The aim of this study was to investigate resistivity and its anisotropy characterization of 3D-printed conductive composites. A conductive, CB-filled ABS filament for a fused filament modeling printer was created. Comparing the resistivity of the filaments and cubic samples made by 3D-printing, it can be concluded that the resistivity of the printed samples increased remarkably. Specifically, the resistivity increased from 29.06 Ω·m ± 0.77 Ω·m for the filaments to 42.59 ± 1.94 Ω·m and 101.60 ± 6.85 Ω·m for the cubic samples in the horizontal direction and the vertical direction, respectively.

The influence of process parameters, i.e., layer thickness, raster width, and air gap, on the resistivity of the 3D-printed parts was also studied. Raster width and air gap significantly affected the resistivity in the vertical direction, and layer thickness and air gap significantly affected the resistivity in the horizontal direction. It was evident that process parameters affected the internal structure of printed parts and influenced the resistivity. It also appeared that a wider raster width produced a greater bonding area, which decreased the resistivity in the vertical direction; a greater air gap produced a larger void, which increased the resistivity; increasing either the layer thickness or the air gap produced larger voids and then increased the resistivity in the horizontal direction. Hence, the resistivity of printed parts can be adjusted by carefully changing the process parameters.

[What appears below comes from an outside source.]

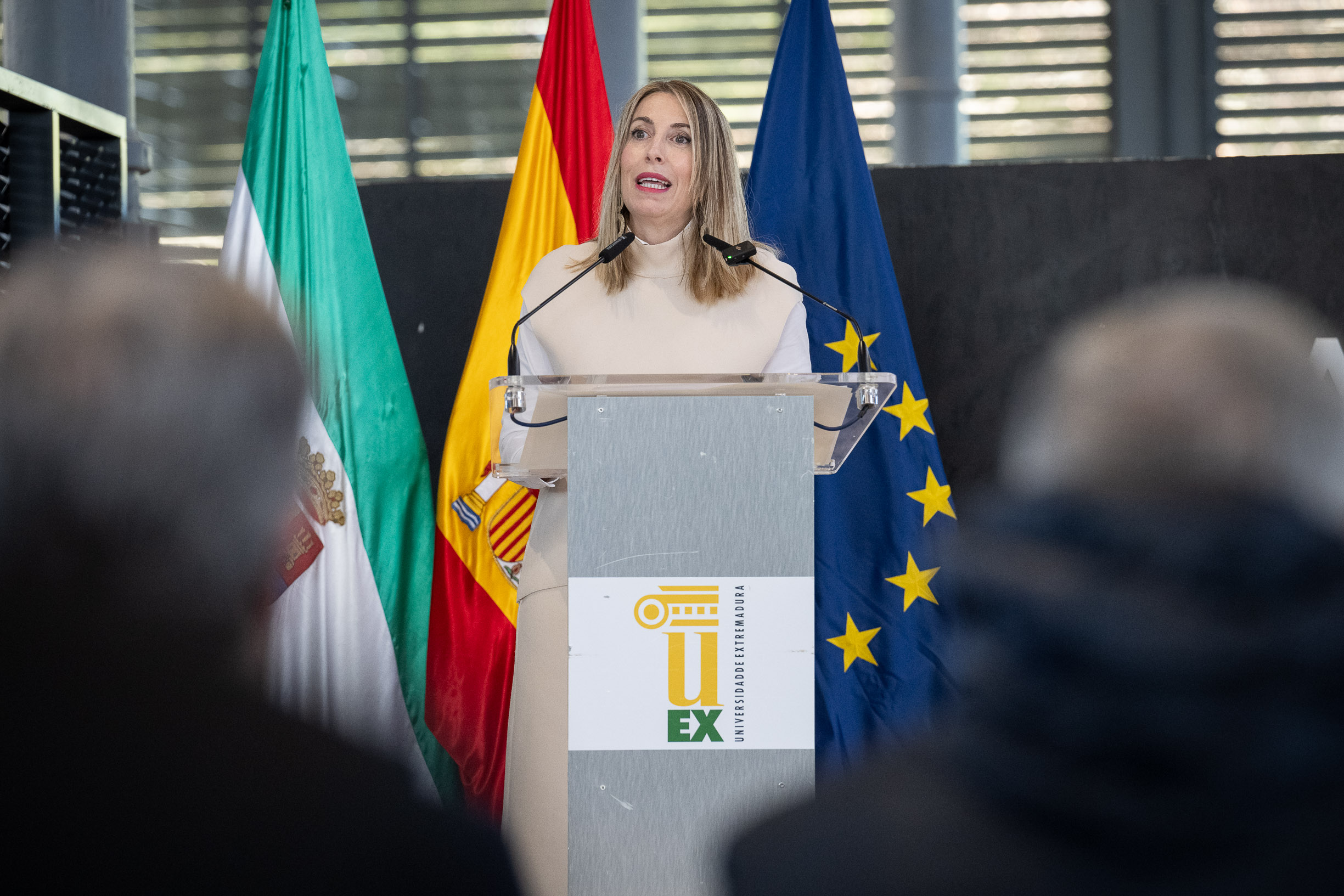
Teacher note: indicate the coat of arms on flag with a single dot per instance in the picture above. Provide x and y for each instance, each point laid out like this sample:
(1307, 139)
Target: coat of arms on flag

The resistivity of the printed parts was anisotropic as the internal structure of the parts was anisotropic. The process parameters alter the internal structure and, thus, modify the resistivity anisotropy ratio simultaneously. This study indicates that the resistivity anisotropy ratio can be adjusted from 1.01 to 3.59 by adjusting the raster width. This feature offers an efficient and reliable method to fabricate objects with controllable resistivity anisotropy.